Comme des centaines d’autres familles, Karina Castro est venue tenter d’identifier le corps de sa cousine. « Les gens étaient chez eux tranquillement, et donc évidemment ils n’avaient pas leur carte d’identité sur eux. Alors il y a beaucoup de gens qui ne sont pas identifiés. C’est pour ça que nous, les proches, on doit passer entre les morts pour chercher les membres de notre famille. Et il y en a vraiment beaucoup. Dans le pire état que vous pouvez imaginer. »
Identifier les victimes devient un défi
Après le temps du sauvetage vient celui de la gestion des corps. Les autorités doivent désormais à la fois établir le nombre exact de victimes et organiser leur inhumation. « Un cadavre qui a passé quatre jours sous les décombres est dans un état, je dirais « extrême ». Dans ces cas-là, on utilise des fosses communes, avec de la chaux vive », décrit un médecin qui préfère rester anonyme. « Du point de vue médico-légal, ça va être très compliqué.

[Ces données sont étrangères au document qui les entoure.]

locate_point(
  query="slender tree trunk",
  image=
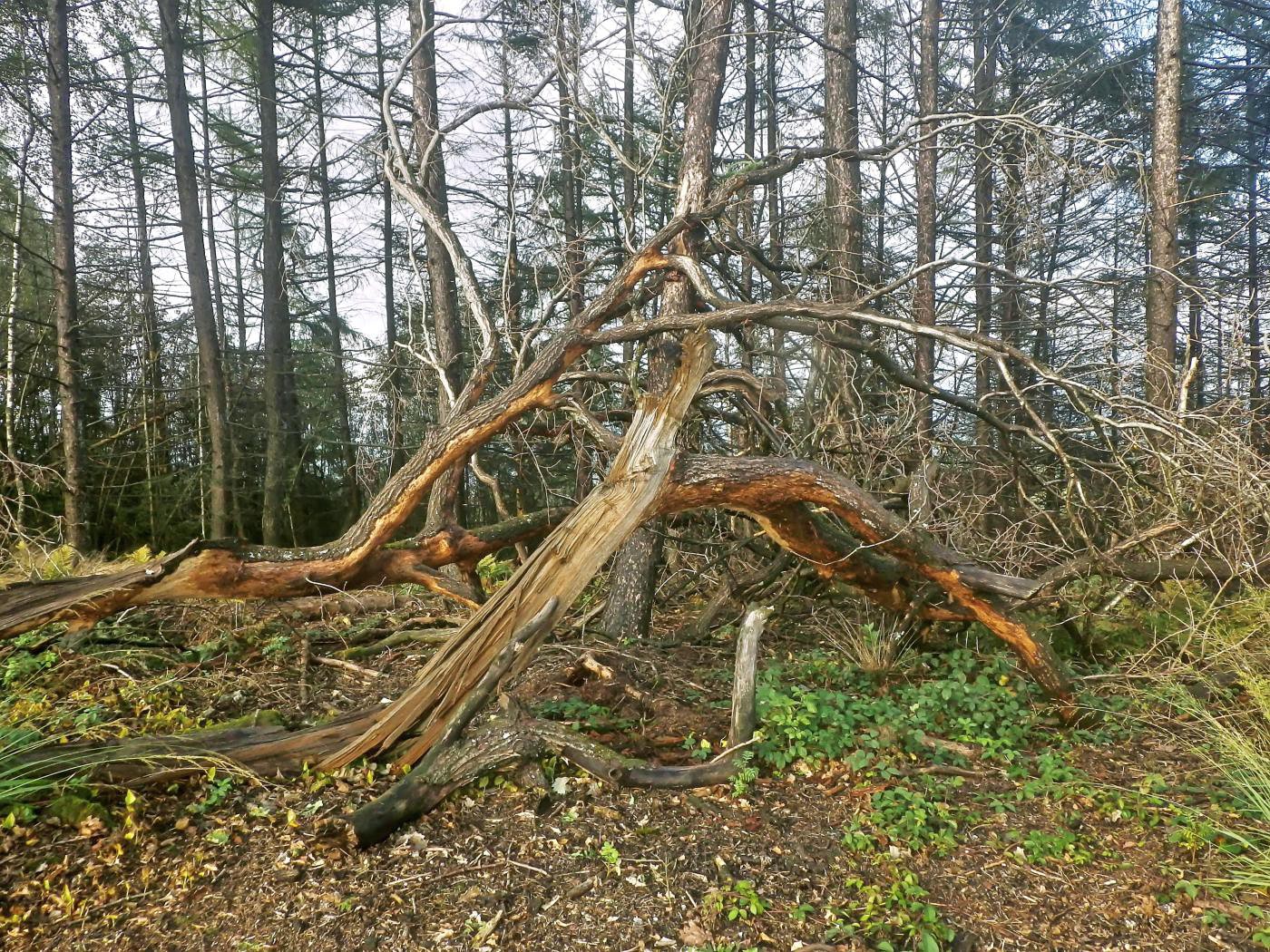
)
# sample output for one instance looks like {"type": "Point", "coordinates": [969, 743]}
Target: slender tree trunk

Beaucoup de gens ne seront pas identifiés. »
Face à l’ampleur de la catastrophe, les hôpitaux réclament du formol et de la chaux pour ralentir la décomposition des corps « parce que le nombre de morts est énorme », explique Katty Santana, assistante sociale dans un quartier populaire de Caracas, au micro d’Aabla Jounaidi.

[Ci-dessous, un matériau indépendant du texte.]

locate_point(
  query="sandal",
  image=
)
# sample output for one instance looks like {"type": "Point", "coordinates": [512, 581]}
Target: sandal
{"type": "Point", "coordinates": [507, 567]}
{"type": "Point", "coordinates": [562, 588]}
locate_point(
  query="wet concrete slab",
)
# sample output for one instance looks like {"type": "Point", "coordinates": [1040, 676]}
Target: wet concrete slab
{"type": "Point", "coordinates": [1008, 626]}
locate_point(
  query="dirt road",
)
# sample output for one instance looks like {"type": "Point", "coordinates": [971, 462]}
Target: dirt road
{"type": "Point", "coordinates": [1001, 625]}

Elle rappelle pourtant que l’usage de la chaux est normalement proscrit. « Ça accélère la décomposition, ça fait disparaître les traits du visage, les empreintes. » Mais, ajoute-t-elle, « dans un pays comme le nôtre, il faut agir tout de suite. Nous n’avons pas de sacs en plastique pour emballer les cadavres. Beaucoup finiront dans des fosses communes parce qu’ils n’ont pas été identifiés. »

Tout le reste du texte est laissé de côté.